The Wenner-Gren foundation is privately funded and distributes grants for anthropological research globally, according to its website. Manus also revised her Wenner-Gren application in summer 2020. The National Science Foundation, which supplied her second grant, was more ambiguous about funding, she said. 

“The NSF, frankly, didn’t say too much about COVID,” Manus said. “There was nothing from the NSF about redoing (my proposal), so (it) just stayed as it is.”

While Manus said she did not receive funding from either the NSF or Wenner-Gren initially, she received both grants after reapplying in the fall. She said she considered the first round of applications as an opportunity to get strong feedback for the next one.

Many research students initially had trouble adjusting to conducting their work during the pandemic, according to fifth year chemical and biological engineering student Blake Rasor. Although funding from both the NSF and the Department of Defense were not interrupted, he said in-person capacity restrictions impacted a few of his lab’s research projects.

“COVID-19 capacity restrictions led to a couple projects getting cut or reduced significantly so that we could have something finished to report back to our funding agency,” Rasor said. “We were worried that especially the Department of Defense funding, and really all government funding, can be pretty strict on timelines.”

While capacity restrictions lengthened research projects like Rasor’s, some students were more concerned with the University’s lack of graduate student funding. NU Graduate Workers reported on how the University laid off hundreds of service workers and did not grant graduate students a universal sixth year of funding despite having the money to do so, according to Craig. 

Craig said that the University didn’t offer enough financial support to graduate workers during the pandemic. Graduate workers’ contributions to the school are essential, he said, and support for their work came from University workers at the bottom of the payroll. 

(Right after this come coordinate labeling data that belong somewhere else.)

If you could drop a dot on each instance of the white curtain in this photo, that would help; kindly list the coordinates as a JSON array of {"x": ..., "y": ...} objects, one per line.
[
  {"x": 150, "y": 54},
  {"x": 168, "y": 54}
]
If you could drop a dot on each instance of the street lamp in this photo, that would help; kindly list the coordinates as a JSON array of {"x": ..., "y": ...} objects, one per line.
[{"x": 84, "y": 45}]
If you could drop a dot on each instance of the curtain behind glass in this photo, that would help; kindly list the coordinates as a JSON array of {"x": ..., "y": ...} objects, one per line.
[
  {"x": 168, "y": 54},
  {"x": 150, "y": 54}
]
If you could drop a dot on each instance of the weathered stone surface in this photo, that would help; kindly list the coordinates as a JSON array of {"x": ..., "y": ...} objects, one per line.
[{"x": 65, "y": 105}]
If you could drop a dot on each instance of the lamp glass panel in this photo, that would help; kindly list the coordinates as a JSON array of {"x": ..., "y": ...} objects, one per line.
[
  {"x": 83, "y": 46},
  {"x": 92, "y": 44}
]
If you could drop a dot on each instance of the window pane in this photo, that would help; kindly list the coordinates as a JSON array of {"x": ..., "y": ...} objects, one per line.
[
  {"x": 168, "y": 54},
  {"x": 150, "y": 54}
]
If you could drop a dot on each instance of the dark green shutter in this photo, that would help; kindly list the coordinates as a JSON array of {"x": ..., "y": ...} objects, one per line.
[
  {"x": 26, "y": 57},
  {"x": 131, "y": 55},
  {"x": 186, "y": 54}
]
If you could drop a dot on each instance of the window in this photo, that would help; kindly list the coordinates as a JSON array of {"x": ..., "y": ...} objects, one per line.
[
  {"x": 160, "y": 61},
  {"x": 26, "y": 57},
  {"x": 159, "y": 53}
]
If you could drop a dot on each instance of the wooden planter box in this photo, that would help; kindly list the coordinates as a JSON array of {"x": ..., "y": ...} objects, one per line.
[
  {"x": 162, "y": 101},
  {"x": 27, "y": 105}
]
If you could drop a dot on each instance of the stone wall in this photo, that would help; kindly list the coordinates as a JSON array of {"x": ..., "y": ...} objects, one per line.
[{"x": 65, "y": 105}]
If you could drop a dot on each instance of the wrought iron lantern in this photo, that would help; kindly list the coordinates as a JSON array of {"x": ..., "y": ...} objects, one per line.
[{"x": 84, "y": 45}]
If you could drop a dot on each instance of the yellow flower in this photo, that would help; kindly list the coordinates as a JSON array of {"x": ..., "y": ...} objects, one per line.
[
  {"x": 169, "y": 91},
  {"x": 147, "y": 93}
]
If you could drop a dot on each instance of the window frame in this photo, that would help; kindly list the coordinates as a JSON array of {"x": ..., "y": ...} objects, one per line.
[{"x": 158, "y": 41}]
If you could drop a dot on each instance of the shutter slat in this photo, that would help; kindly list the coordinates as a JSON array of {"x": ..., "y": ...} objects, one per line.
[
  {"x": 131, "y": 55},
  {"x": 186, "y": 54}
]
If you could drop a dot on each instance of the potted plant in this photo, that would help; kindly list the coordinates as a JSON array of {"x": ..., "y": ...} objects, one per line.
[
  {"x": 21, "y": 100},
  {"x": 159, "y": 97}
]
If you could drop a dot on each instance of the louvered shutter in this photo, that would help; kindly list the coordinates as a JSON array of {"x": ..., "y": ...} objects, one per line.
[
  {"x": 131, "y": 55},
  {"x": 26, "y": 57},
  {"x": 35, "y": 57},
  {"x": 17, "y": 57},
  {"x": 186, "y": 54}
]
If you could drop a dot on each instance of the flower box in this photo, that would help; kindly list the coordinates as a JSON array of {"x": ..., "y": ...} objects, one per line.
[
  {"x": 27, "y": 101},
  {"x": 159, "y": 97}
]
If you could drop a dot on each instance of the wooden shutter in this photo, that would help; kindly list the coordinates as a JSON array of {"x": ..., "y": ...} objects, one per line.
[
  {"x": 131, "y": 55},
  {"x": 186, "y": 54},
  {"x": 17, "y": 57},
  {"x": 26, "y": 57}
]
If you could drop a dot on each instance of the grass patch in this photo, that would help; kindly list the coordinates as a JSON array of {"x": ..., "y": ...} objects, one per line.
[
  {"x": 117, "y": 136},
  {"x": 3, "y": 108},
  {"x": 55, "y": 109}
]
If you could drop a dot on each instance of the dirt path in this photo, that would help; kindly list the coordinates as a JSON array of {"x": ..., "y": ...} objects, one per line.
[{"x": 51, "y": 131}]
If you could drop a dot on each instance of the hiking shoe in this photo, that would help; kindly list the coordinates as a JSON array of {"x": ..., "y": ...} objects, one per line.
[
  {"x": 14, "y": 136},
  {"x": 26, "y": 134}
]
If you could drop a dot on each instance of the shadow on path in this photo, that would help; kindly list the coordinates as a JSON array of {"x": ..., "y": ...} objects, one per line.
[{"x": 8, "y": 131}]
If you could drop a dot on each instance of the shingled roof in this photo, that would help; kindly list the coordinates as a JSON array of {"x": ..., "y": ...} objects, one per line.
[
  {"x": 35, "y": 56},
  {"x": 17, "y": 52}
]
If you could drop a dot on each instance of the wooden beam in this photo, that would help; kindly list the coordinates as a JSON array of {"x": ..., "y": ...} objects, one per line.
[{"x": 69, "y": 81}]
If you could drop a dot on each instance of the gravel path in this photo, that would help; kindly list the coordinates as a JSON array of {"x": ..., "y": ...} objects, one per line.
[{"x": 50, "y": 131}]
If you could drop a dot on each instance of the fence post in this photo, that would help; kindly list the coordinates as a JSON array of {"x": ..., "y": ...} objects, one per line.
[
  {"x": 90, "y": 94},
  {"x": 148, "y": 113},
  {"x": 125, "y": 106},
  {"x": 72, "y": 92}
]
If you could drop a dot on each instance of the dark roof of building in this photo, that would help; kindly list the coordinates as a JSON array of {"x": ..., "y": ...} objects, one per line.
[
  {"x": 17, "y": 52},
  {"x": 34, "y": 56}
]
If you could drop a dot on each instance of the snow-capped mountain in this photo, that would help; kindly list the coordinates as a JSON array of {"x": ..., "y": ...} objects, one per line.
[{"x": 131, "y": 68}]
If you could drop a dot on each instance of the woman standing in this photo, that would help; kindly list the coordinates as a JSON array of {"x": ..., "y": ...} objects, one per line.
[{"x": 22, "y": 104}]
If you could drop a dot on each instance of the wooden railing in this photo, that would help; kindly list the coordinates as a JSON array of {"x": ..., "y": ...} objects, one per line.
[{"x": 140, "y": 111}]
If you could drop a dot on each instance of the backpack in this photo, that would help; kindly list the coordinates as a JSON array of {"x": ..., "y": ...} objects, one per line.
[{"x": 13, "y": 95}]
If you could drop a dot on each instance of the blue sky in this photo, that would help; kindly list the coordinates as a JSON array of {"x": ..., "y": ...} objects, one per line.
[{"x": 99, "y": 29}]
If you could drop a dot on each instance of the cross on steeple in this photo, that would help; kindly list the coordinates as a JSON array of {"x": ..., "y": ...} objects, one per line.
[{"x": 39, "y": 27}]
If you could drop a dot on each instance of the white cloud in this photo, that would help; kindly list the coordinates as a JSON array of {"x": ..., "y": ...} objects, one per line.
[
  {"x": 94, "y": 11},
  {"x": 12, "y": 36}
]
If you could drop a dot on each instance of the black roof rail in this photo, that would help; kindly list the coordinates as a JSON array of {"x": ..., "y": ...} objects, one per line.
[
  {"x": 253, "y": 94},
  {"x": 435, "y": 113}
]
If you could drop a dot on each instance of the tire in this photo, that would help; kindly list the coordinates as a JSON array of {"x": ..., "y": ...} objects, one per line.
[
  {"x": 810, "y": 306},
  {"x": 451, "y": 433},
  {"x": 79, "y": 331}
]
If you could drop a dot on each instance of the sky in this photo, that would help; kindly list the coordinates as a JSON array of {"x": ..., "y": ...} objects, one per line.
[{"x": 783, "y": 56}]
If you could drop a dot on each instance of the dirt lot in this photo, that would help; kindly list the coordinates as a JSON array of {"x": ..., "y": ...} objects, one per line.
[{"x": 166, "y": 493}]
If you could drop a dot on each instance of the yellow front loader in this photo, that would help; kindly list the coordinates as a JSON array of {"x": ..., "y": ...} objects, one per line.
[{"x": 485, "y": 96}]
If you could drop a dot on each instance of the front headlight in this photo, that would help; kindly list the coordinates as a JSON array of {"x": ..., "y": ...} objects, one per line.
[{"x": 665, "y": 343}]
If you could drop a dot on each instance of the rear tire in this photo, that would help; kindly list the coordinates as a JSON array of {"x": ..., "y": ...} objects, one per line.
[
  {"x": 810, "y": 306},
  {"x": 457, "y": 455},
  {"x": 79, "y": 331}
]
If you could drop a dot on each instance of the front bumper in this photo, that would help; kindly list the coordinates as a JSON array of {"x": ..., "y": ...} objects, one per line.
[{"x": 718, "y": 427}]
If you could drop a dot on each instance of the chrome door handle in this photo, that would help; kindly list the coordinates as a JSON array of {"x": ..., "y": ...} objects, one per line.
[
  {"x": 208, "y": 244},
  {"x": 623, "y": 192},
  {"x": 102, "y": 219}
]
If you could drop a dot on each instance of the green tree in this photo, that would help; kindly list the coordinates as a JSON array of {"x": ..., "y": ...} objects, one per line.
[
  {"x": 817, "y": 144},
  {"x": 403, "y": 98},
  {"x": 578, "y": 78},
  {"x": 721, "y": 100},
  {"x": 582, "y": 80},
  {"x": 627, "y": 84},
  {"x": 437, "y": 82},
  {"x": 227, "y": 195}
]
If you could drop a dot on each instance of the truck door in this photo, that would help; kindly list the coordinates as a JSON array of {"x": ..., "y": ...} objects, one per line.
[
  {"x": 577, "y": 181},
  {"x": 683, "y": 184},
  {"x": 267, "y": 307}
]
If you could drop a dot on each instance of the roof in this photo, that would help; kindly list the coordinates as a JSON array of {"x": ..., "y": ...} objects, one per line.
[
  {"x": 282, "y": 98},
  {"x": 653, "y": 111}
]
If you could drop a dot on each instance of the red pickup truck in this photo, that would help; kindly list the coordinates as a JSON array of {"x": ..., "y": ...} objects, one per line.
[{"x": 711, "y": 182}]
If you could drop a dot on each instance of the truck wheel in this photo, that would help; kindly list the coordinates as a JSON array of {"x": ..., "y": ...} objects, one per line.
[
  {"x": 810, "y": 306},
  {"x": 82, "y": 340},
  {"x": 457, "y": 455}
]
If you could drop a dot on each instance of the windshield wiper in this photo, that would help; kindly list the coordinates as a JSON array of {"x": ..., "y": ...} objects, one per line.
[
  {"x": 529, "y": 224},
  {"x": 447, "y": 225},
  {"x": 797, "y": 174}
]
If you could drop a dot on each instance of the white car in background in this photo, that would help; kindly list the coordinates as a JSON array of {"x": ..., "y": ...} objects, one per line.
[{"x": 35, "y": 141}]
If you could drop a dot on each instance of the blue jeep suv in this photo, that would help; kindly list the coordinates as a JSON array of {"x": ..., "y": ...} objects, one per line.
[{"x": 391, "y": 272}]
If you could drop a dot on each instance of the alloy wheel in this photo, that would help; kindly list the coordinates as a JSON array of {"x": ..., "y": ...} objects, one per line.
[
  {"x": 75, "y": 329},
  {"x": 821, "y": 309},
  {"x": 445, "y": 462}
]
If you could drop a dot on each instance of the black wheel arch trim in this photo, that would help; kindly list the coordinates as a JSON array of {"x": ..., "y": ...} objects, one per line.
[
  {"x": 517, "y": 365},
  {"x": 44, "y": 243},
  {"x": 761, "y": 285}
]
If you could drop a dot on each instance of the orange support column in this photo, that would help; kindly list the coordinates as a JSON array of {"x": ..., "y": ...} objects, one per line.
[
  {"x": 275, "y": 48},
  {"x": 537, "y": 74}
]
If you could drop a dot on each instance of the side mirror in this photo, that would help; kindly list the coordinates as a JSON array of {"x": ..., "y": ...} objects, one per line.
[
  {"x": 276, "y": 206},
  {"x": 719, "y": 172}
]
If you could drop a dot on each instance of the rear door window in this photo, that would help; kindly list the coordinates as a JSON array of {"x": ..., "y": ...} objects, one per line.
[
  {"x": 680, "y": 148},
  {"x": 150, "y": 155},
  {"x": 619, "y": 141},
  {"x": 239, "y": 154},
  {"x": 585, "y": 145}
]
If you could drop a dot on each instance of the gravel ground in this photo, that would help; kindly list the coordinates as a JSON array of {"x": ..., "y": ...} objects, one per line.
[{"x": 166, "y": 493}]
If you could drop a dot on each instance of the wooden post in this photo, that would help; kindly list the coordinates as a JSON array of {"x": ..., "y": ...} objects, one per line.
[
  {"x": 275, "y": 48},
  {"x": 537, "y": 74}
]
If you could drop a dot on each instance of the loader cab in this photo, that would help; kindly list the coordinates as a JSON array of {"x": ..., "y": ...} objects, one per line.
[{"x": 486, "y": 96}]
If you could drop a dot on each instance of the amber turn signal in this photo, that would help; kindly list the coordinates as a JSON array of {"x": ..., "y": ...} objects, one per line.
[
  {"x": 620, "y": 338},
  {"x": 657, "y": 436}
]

“People that are coming together and forming those mutual aid networks are also some of the lowest paid people in the University,” Craig said. “(They) provide essential resources to an essential component of our community.”

Despite issues with funding and research timelines, some students felt that revising research plans turned into a positive learning experience. Manus said she used data collected from projects completed before the pandemic to write two research papers.

Manus added that support from her research mentors and advisors was paramount in helping her continue her research journey.

“I’ve been extremely well-supported,” Manus said. “It’s great that we have a network of people here to help us know exactly what we should be applying for and have seen students be successful at that.”